Se for esse o caso, a instabilidade nos preços das casas desde 2000 resultou de raciocínio
incorreto e não foi efeito natural do crescimento econômico
mundial, que vem mantendo
níveis relativamente estáveis já
há décadas. O raciocínio incorreto, por sua vez, encorajou
práticas frouxas pelas instituições de crédito hipotecário, e
levou os bancos centrais a não
agir enquanto as bolhas de habitação se desenvolviam.
Em muitos países, os governos responderam ao colapso
das bolhas de habitação, em
2009, instituindo políticas que
tinham por objetivo sustentar
esses mercados especulativos.
O resultado, porém, foi levar as
pessoas a adicionar outro componente, político, à sua avaliação dos preços das casas, o que
os afastou ainda mais dos fundamentos econômicos.

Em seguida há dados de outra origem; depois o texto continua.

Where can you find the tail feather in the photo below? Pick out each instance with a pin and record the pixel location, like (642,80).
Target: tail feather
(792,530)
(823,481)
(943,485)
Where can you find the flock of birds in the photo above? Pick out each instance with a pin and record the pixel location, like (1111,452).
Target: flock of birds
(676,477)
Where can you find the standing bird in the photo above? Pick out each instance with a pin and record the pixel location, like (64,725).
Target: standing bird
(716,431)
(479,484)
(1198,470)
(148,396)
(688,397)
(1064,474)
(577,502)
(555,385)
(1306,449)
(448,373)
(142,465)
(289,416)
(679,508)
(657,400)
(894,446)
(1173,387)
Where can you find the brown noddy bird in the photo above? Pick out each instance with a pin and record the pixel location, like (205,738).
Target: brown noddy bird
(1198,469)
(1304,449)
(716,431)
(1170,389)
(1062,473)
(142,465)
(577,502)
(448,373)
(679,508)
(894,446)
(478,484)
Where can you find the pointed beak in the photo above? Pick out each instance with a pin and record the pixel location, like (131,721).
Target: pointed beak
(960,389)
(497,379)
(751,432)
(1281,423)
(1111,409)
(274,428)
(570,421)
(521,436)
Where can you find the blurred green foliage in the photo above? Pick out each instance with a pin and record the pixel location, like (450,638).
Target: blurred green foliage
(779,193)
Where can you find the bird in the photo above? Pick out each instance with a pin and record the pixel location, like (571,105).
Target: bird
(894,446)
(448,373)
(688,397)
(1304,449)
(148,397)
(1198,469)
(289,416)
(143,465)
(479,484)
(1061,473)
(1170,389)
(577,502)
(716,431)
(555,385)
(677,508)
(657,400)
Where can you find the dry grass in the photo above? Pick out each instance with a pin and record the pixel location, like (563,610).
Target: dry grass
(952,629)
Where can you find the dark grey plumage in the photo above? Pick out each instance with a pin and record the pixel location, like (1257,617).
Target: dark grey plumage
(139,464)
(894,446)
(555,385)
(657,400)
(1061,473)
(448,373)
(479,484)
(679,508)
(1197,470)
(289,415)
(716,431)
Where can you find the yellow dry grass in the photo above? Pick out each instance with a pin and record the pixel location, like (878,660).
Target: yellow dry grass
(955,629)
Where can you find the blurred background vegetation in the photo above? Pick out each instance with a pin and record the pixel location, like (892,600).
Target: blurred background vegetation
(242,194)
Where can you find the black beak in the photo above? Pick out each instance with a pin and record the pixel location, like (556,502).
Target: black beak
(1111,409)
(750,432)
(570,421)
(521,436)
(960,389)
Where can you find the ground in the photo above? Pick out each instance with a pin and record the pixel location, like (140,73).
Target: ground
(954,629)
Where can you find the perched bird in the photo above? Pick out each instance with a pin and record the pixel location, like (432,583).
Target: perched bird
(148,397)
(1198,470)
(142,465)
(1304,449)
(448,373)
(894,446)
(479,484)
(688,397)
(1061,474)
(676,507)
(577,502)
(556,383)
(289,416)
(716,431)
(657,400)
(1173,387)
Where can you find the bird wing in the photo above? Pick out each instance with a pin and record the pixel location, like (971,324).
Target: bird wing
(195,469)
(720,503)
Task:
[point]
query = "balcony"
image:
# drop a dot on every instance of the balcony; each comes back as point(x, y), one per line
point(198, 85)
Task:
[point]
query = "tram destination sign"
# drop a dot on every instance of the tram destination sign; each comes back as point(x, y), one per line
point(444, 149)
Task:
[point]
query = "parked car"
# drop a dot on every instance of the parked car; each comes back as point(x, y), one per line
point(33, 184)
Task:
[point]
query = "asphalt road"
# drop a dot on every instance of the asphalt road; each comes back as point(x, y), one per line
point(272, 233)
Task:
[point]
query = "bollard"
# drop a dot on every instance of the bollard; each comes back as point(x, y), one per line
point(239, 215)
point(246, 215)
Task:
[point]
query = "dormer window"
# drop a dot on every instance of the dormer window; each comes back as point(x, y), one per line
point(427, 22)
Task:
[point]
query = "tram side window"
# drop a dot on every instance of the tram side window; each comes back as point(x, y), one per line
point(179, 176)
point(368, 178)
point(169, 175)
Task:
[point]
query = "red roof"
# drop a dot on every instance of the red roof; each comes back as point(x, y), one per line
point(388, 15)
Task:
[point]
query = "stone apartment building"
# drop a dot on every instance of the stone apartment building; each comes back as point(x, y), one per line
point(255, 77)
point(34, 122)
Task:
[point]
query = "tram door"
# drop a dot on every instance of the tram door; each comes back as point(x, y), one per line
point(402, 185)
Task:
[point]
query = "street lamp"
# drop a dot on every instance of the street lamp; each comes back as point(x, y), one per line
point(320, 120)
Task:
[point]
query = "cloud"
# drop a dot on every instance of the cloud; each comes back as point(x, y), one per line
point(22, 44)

Um fato básico costuma ser
esquecido: o moderno setor de
construção tem plena capacidade de construir grande número de casas modernas, entre
as quais muitos apartamentos
em edifícios altos, por preços
muito inferiores aos atingidos
atualmente pelas casas em
muitas áreas urbanas. Isso deve
servir de freio à longa escalada
dos preços das casas.
Os especuladores da habitação parecem muitas vezes
apostar em um equilíbrio político que restrinja a oferta de
imóveis, e na continuação, por
prazo indefinido, das medidas
artificiais de sustentação adotadas na crise. Mas, em uma
economia globalizada, com fluxos crescentes de população e
um compromisso aberto para
com a liberdade econômica,
torna-se difícil para os governos restringir a oferta no longo
prazo.
É por isso que parece mais
seguro prever alta volatilidade
em 2010 do que uma alta nos
preços das casas.
ROBERT SHILLER é professor de economia na
Universidade Yale e economista-chefe da MacroMarkets; ele é autor de "The Subprime Solution: How Today's Global Financial Crisis Happened, and What to Do about It".